443 meters high, 110 floors, from its top the gaze can reach four different American states

The entry of new sparkling buildings into the list of the tallest skyscrapers causes it to slip one step lower in the ranking every year. Today, with its 110 floors and 1450 feet (443 meters), it is “only” in 24th place globally and third in the United States. However, the Sears Tower in Chicago, also known as the Willis Tower or affectionately as “Big Willy,” remains popular in America as the queen of towers, attracting over 1.7 million visitors to its summit this year.

A record so far untouched by other futuristic vertical buildings, partly due to its conception as the ultimate observation point. On clear days, from the Skydeck, located at 1,352 feet (412 meters) above the ground, providing the highest view in the United States, you can see four states: Illinois, Indiana, Wisconsin, and Michigan, thanks to visibility reaching 50 miles (80 kilometers).

Willis Tower: a work popular worldwide

The appeal of popularity for the queen of towers, still the third tallest building in the Western Hemisphere, is not due to its portrayal in epic films, such as “The Dark Knight,” where a catastrophic duel between Batman and the Joker takes place in a Chicago-Gotham City, or as in “Rampage,” where Dwayne Johnson fights to prevent three animals transformed by an unknown chemical substance into monstrous beasts from destroying Chicago, starting with the tower. Instead, Big Willy’s popularity is due to the opportunity to see the city suspended in the void. This uniqueness has been exported to other mega-infrastructures worldwide, especially in Asia.

Every day, the line of tower visitors extends to “The Ledge,” a complex of fully glassed-out protruding balconies extending 4.3 feet, about one and a half meters, from the 103rd floor. These are four glass boxes, each 10 feet (three meters) high and wide, formed with three tempered glass slabs capable of withstanding up to 5 tons. Each balcony has thermal tracking to provide a perfect view of the outside even in snow or ice, and is designed to retract into the building for cleaning or maintenance.

From Sears to the Willis Tower

In total, the tower has about 16,100 bronze-colored windows, cleaned using six rooftop-mounted robot washers. The skyscraper’s elevators still operate at one of the world’s fastest speeds, equivalent to 488 meters (1,600 feet) per minute. The infrastructure contains 25,000 miles (over 40,000 kilometers) of electrical cables, enough to cross the continental United States 15 times.

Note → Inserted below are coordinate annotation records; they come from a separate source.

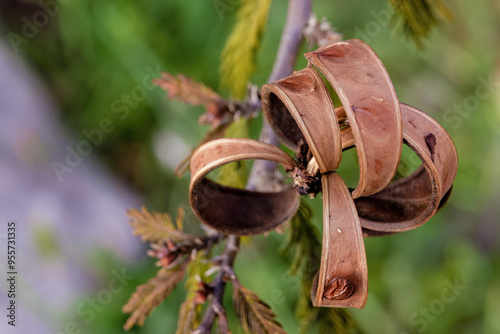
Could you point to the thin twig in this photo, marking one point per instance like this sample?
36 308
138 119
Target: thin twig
291 39
264 171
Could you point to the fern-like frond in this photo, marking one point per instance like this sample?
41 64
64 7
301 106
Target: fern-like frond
147 296
256 317
156 226
190 311
239 54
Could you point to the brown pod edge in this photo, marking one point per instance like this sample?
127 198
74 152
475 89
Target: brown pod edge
239 211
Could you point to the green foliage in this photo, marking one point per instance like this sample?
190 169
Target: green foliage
256 317
157 226
304 239
418 17
239 54
190 311
148 296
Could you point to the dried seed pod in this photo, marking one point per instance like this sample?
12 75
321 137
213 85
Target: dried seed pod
299 108
239 211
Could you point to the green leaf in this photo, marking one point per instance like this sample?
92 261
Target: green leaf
239 54
156 226
418 17
147 296
304 239
190 311
255 316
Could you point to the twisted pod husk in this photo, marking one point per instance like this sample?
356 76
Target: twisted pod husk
298 108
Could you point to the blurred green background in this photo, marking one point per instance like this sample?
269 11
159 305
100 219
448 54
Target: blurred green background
92 54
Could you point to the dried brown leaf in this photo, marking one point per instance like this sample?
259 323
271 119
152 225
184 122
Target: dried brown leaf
155 226
216 133
187 90
147 296
255 316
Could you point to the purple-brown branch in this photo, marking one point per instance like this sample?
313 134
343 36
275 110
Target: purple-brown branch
291 39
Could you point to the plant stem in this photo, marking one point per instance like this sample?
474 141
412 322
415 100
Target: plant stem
262 171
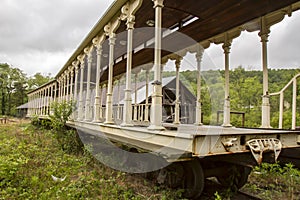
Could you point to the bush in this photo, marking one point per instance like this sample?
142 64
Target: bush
68 139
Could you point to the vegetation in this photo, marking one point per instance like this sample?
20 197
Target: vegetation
30 155
14 85
272 181
245 94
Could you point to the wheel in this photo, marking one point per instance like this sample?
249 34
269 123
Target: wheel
193 179
235 176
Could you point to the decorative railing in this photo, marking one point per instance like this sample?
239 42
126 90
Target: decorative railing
293 82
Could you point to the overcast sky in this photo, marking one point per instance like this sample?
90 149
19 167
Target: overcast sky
40 36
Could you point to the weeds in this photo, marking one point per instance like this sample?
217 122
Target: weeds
273 181
28 158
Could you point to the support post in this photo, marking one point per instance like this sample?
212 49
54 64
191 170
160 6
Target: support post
80 109
135 98
88 87
109 106
127 113
67 85
177 102
156 107
294 104
264 34
97 109
146 118
198 121
226 116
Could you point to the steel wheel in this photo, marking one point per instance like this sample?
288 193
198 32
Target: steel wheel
194 179
235 177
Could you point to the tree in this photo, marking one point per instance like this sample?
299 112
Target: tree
38 80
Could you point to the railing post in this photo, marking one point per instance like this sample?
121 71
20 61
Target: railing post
88 52
294 104
264 34
80 109
226 116
156 107
97 109
198 120
177 102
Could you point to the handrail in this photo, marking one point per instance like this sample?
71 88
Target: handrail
294 103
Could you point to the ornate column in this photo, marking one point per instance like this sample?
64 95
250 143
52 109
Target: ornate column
101 103
264 34
98 43
198 121
177 102
75 65
127 113
147 100
80 107
88 52
110 32
128 11
60 89
71 84
294 104
226 116
67 85
156 107
135 98
64 87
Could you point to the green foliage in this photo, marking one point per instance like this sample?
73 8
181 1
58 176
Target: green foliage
274 181
68 139
28 158
13 88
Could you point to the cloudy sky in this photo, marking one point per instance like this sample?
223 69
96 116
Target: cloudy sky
40 36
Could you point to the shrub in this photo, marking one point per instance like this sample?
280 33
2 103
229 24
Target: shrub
68 139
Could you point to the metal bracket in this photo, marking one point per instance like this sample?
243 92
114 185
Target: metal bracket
259 146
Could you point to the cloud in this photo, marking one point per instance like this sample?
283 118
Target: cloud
40 36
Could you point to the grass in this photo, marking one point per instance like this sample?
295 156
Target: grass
29 156
273 181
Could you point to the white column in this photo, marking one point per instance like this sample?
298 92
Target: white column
226 116
47 96
71 85
64 88
80 107
156 107
100 106
135 98
60 89
97 96
109 106
147 94
294 104
127 112
119 99
198 120
75 64
177 102
67 85
281 110
88 88
264 34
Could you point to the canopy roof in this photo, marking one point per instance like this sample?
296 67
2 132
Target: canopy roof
193 20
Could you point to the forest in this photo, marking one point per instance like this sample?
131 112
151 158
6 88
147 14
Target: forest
14 85
245 92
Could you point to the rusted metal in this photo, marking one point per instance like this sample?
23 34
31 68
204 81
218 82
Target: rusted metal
259 146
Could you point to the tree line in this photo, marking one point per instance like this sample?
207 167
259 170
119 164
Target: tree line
245 92
14 85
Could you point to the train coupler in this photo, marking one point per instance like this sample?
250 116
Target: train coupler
259 146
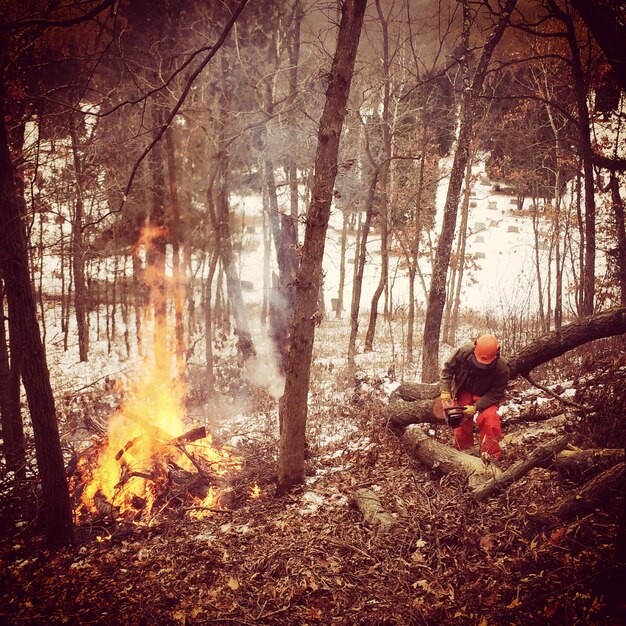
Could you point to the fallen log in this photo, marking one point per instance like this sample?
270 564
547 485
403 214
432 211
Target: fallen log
441 457
374 514
597 491
519 469
545 348
580 331
583 464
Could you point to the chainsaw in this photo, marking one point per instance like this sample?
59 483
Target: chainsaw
452 413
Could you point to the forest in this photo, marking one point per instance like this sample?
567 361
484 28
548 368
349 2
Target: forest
240 239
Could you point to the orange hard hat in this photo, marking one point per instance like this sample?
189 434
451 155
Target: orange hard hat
486 349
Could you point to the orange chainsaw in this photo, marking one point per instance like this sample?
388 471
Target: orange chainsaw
451 412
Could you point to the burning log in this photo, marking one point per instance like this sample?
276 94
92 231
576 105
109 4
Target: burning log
598 490
519 469
401 413
374 514
412 392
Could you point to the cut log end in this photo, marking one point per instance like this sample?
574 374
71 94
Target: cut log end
374 514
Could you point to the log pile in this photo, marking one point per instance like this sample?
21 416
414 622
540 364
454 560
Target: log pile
167 482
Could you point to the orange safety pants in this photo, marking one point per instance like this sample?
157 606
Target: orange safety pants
488 422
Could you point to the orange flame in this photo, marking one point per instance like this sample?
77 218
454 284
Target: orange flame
142 433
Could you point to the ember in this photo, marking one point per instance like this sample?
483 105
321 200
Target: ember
150 458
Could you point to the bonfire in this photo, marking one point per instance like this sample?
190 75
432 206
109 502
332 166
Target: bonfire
151 459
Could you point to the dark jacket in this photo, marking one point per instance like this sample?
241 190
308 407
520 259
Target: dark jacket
460 373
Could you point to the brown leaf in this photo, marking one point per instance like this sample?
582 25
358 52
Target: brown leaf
487 543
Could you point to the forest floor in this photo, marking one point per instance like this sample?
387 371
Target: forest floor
307 557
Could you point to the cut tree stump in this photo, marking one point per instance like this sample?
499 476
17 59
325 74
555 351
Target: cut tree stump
374 514
415 391
519 469
442 457
401 413
593 493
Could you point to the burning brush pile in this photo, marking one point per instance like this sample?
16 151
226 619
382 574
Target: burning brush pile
150 461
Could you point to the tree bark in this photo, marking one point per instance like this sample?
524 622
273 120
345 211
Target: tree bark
538 456
14 263
78 252
620 252
577 464
294 402
374 514
551 345
384 187
605 19
12 427
175 228
360 258
445 458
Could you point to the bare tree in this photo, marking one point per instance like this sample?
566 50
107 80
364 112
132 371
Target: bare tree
471 90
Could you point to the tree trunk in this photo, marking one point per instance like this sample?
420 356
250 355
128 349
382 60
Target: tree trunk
359 265
245 345
549 346
294 402
598 491
414 260
413 406
586 153
342 264
620 253
208 319
156 247
78 252
452 313
15 270
384 187
437 291
578 464
175 232
374 514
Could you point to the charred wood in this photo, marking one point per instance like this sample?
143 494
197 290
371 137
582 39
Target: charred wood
374 514
445 458
521 468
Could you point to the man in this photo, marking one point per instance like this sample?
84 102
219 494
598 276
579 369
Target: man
476 377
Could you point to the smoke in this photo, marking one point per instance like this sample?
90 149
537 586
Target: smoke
262 370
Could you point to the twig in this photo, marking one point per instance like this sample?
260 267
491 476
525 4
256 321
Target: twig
530 379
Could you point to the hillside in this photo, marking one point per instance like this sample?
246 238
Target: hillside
308 558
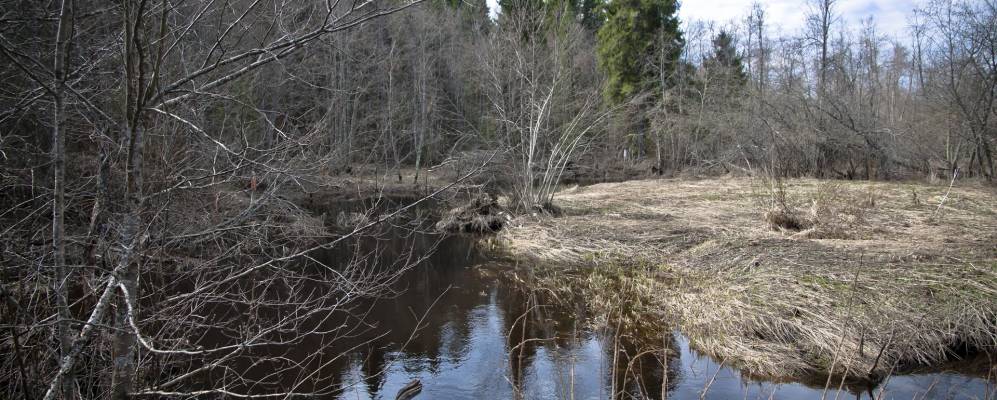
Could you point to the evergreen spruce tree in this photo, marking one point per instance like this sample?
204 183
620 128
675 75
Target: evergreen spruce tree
634 36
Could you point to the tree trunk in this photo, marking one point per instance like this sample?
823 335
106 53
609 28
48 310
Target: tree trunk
62 273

Inaugurated 50 years ago, in 1973, its construction required the work of two thousand people and three years of effort. It was commissioned by the retail chain Sears, which occupied the ground floor with stores until 1994 when it was transferred to the Willis Group, while retaining naming rights until 2009. The building is still officially the Willis Tower, although ownership was acquired by the Blaskstone Group. Naming rights last for 15 years, making it possible for the tower to change its name for the third time in 2024.

Spiderman's feats on the Tower

The popularity of the Willis Tower has always been so high that over the years, it has attracted climbing attempts, such as the one in 1981 by Dan Goodwin, dressed as Spiderman, who, with the help of suction cups, took seven hours to reach the top, where he was arrested (and later released) for trespassing. Another attempt was made by the Frenchman Alain Robert, also known as Spiderman, who climbed it barehanded and barefoot.

Over time, the Willis Tower has acquired the status of an American landmark, an icon capable of withstanding the test of time and the ups and downs of the tallest building rankings, akin to the Empire State Building in New York, the Marina Bay Sands Hotel in Singapore, the Petronas Twin Towers in Kuala Lumpur, Malaysia, the Burj Khalifa in Dubai, or the Kingdom Tower, built by Webuild in 2002 in Riyadh and winner of the 2002 Emporis Skyscraper Award as the “best skyscraper in the world for design.” Now called the Kingdom Center, the skyscraper, with its unique corkscrew shape, will dominate universal attention for the Expo 2030 recently awarded to the capital of Saudi Arabia.